Yesterday my mom and dad hired three of the kids to pick rocks out of their (cheap, obviously) topsoil, and since the other child was at her regular job, I had most of the morning to write. I say “most” because I did have some other tasks to do. When there are no minions to order about, I’m the one who has to pick up the household slack, shocker. So my writing time was punctuated with washing up the breakfast dishes and then hanging out two loads of laundry.
You know, I rarely hang laundry any more. The kids are the ones that get to do battle with whippy winds and wet clothes, their fingers going numb in the process. But they’re young. They have excellent circulation, so I figure they can endure better than I. But yesterday was warm with crystal-blue skies. As I strung up the clothes, my freshly-oxygenated mind roamed over a whole passel of ideas in the most productive and invigorating of ways. It was lovely.
The clothing hung, I walked back to the house, my roiling brain still deep in esoteric thoughts that, if captured properly, I’m convinced, would make me a millionaire. As I climbed the porch steps, I was phrasing a brilliant sentence just so when my flipflop snagged the edge of the step and I found myself studying the porch concrete much more closely than I am accustomed. (It’s gray. Also, hard.) I was immediately aware of the neighbors’ voices across the road and I flipped onto my back, hoping they hadn’t witnessed my stunt. (They hadn’t. Thank you, bushes.)
I lay on my back in a puddle of sunlight and pondered the porch beams.

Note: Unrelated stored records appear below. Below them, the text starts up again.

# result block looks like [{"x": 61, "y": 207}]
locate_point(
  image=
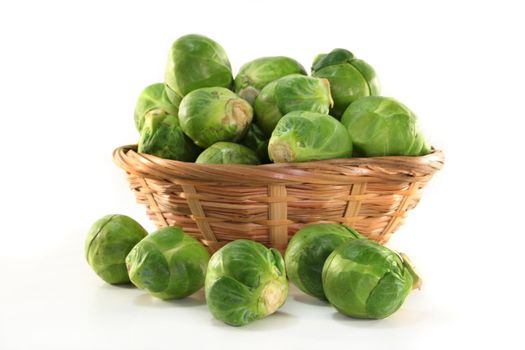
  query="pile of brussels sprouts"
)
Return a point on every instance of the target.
[
  {"x": 271, "y": 111},
  {"x": 244, "y": 281}
]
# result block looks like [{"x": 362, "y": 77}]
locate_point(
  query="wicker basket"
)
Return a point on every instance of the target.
[{"x": 269, "y": 203}]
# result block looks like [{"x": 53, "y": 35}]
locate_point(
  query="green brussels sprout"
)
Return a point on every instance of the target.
[
  {"x": 173, "y": 97},
  {"x": 245, "y": 282},
  {"x": 256, "y": 74},
  {"x": 308, "y": 250},
  {"x": 162, "y": 136},
  {"x": 350, "y": 78},
  {"x": 210, "y": 115},
  {"x": 364, "y": 279},
  {"x": 108, "y": 242},
  {"x": 256, "y": 140},
  {"x": 194, "y": 62},
  {"x": 305, "y": 136},
  {"x": 153, "y": 97},
  {"x": 168, "y": 263},
  {"x": 228, "y": 153},
  {"x": 382, "y": 126},
  {"x": 293, "y": 92}
]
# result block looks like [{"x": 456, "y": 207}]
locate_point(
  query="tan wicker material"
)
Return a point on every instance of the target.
[{"x": 269, "y": 203}]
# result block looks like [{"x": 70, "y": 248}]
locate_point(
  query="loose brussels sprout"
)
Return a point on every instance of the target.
[
  {"x": 162, "y": 136},
  {"x": 168, "y": 263},
  {"x": 350, "y": 78},
  {"x": 210, "y": 115},
  {"x": 256, "y": 74},
  {"x": 245, "y": 282},
  {"x": 257, "y": 141},
  {"x": 364, "y": 279},
  {"x": 153, "y": 97},
  {"x": 308, "y": 250},
  {"x": 108, "y": 242},
  {"x": 194, "y": 62},
  {"x": 291, "y": 93},
  {"x": 228, "y": 153},
  {"x": 304, "y": 136},
  {"x": 382, "y": 126}
]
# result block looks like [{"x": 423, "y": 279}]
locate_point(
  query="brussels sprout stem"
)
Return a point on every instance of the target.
[
  {"x": 272, "y": 296},
  {"x": 408, "y": 265},
  {"x": 281, "y": 152}
]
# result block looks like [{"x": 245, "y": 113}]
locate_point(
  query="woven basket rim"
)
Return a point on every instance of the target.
[{"x": 352, "y": 170}]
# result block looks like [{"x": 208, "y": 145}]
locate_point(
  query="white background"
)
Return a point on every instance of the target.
[{"x": 69, "y": 76}]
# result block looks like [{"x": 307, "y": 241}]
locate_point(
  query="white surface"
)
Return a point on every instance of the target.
[{"x": 69, "y": 76}]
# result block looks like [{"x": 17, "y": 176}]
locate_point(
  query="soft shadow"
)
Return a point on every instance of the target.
[
  {"x": 119, "y": 286},
  {"x": 147, "y": 300},
  {"x": 400, "y": 319},
  {"x": 277, "y": 320},
  {"x": 307, "y": 299}
]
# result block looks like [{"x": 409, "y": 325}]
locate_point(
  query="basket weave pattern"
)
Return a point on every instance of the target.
[{"x": 269, "y": 203}]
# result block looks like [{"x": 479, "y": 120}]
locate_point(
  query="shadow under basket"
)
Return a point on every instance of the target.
[{"x": 269, "y": 203}]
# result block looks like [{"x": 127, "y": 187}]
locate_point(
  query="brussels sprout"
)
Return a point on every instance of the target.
[
  {"x": 256, "y": 74},
  {"x": 228, "y": 153},
  {"x": 257, "y": 141},
  {"x": 245, "y": 282},
  {"x": 350, "y": 78},
  {"x": 308, "y": 250},
  {"x": 162, "y": 136},
  {"x": 364, "y": 279},
  {"x": 168, "y": 263},
  {"x": 194, "y": 62},
  {"x": 304, "y": 136},
  {"x": 108, "y": 242},
  {"x": 382, "y": 126},
  {"x": 210, "y": 115},
  {"x": 291, "y": 93},
  {"x": 153, "y": 97}
]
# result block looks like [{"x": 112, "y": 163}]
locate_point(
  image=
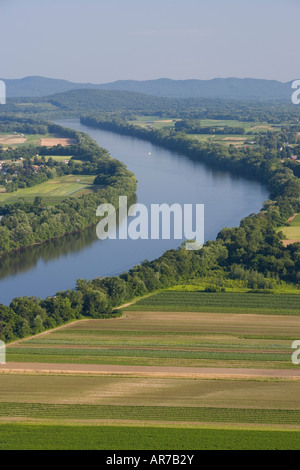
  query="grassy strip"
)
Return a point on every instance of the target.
[{"x": 35, "y": 437}]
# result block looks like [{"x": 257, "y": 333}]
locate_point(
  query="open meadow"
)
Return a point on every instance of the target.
[
  {"x": 53, "y": 190},
  {"x": 292, "y": 230}
]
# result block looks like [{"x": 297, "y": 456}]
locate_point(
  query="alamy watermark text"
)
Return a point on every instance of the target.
[{"x": 153, "y": 224}]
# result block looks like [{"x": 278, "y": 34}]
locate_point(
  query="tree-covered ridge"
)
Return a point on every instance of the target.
[{"x": 131, "y": 104}]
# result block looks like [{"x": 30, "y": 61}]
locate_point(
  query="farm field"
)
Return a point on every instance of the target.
[
  {"x": 24, "y": 436},
  {"x": 222, "y": 302},
  {"x": 54, "y": 190},
  {"x": 237, "y": 140},
  {"x": 119, "y": 377},
  {"x": 292, "y": 231},
  {"x": 169, "y": 339},
  {"x": 49, "y": 140}
]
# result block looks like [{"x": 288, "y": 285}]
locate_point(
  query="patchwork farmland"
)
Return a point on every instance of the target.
[{"x": 194, "y": 373}]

“Did that really just happen?” I asked out loud.
“Yeah, it did,” I said, answering my own questions. “That just happened.”
Of course the moment I hit the ground, all my profound thoughts scattered. Just like that, my world screeched to a halt. My perspective, quite literally, changed.
It’s ironic, isn’t it. I march through life like I own it, but one floppy flipflop and everything shifts. One second walking, my head in the clouds; the next flat on my back. My fragility is stunning. I am so totally not invincible.
I sat up. My knee hurt. It burned with a ferociousness I had forgotten existed. How long had it been since I’d skinned my knee on concrete? Years, probably. Maybe decades, even. So this is why kids cry when they fall down, I thought. Maybe I’ll be a little more sympathetic next time.
I hobbled back into the house, checked my knee for blood (there was none—I’m a wimp), and settled back on the couch for some more writing. And at noon I went over to my parents’ house and ate lunch with the crew: scalloped potatoes with hot dogs and carrots, fresh applesauce, and tapioca with barely-thawed strawberries.
This same time, years previous: the wiggles, the greats, and Chinese apple and cabbage salad.
Scalloped potatoes, get in my belly.
I yanked my toe around tripping on my pj pant leg the other day. It hurt terribly and I can't believe I didn't break my toe. It turned black and blue, and the kids were so sweet about it. I felt bad that I probably tell them to shake off their injuries a little too flippantly…
I remember getting stung by a wasp (yellow jacket there?) on my elbow — a less fleshy place — and how long and bad it hurt a few years back. I was so grateful for the sting, because it really informed me of how much more empathetic I needed to be when my kids get stung.
This kind of fits. (Read to the end.) http://www.pyragraph.com/2013/04/why-i-cant-talk-to-anne-lamott/
Another well-written post, as usual. You really need to put together a book of essays or short stories. Or some such.
The serious side of your thoughts is that something can happen in the blink of an eye (or snag of a flip-flop) that truly does change a life forever. We've all known of freak accidents that make us think, "If only . . . " (Geesh, nothing like ending my comment on a down note. :o( )
I broke a nail last week while making coffee. It was horrible. I had no idea how much I used said nail until it was no longer there.
Yesterday morning I went for a quick walk and did precisely the same thing – my FitFlop slid to the side just a little and I went down like a poled ox. Landed on my arm and my knee, which looks impressively abraded. Spent the rest of my walk trying to figure out what happened. And my knee ended up hurting A LOT from the scrape, which made me feel bad for my callousness toward my children's injuries, too. So, weird coincidence, right?
I, too, am shocked at how much housework I have to do myself when my children are not around.